AAP’s clean sweep in Delhi, in four charts3 min read . Updated: 11 Feb 2020, 10:26 PM IST
Despite more close contests, where the victory margin is less than 5%, AAP has repeated its 2015 success even as the BJP’s struggle in state polls continues
The stunning victory of the Aam Aadmi Party (AAP) in the Delhi assembly elections has established a young party, born out of the Anna Hazare movement as recently as 2012, firmly in the nation’s capital. As a result, AAP has become the latest regional party to thwart the Bharatiya Janata Party (BJP) at the state-level, further weakening the Congress.
Though AAP has not matched its near clean sweep of 2015, it has come remarkably close by winning 62 seats of the 70 on offer.

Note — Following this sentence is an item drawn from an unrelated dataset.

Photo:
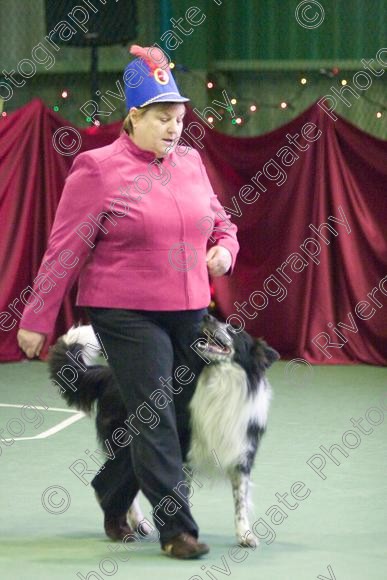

These consecutive successes have essentially wiped out the Congress—which had enjoyed three consecutive terms under Sheila Dikshit—in the state.
In the past two elections, the Congress not only failed, but failed spectacularly.
In 2015, it failed to win a single seat and lost deposits (seats where a party fails to win one-sixth of all the votes cast) in 62 of the 70 seats it contested.
In these elections, it again failed to win any seat and is set to lose its deposits in 67 seats.
The party’s vote share—24.6% in 2013—dropped to 9.7% in 2015 and collapsed to 4.3% in these elections.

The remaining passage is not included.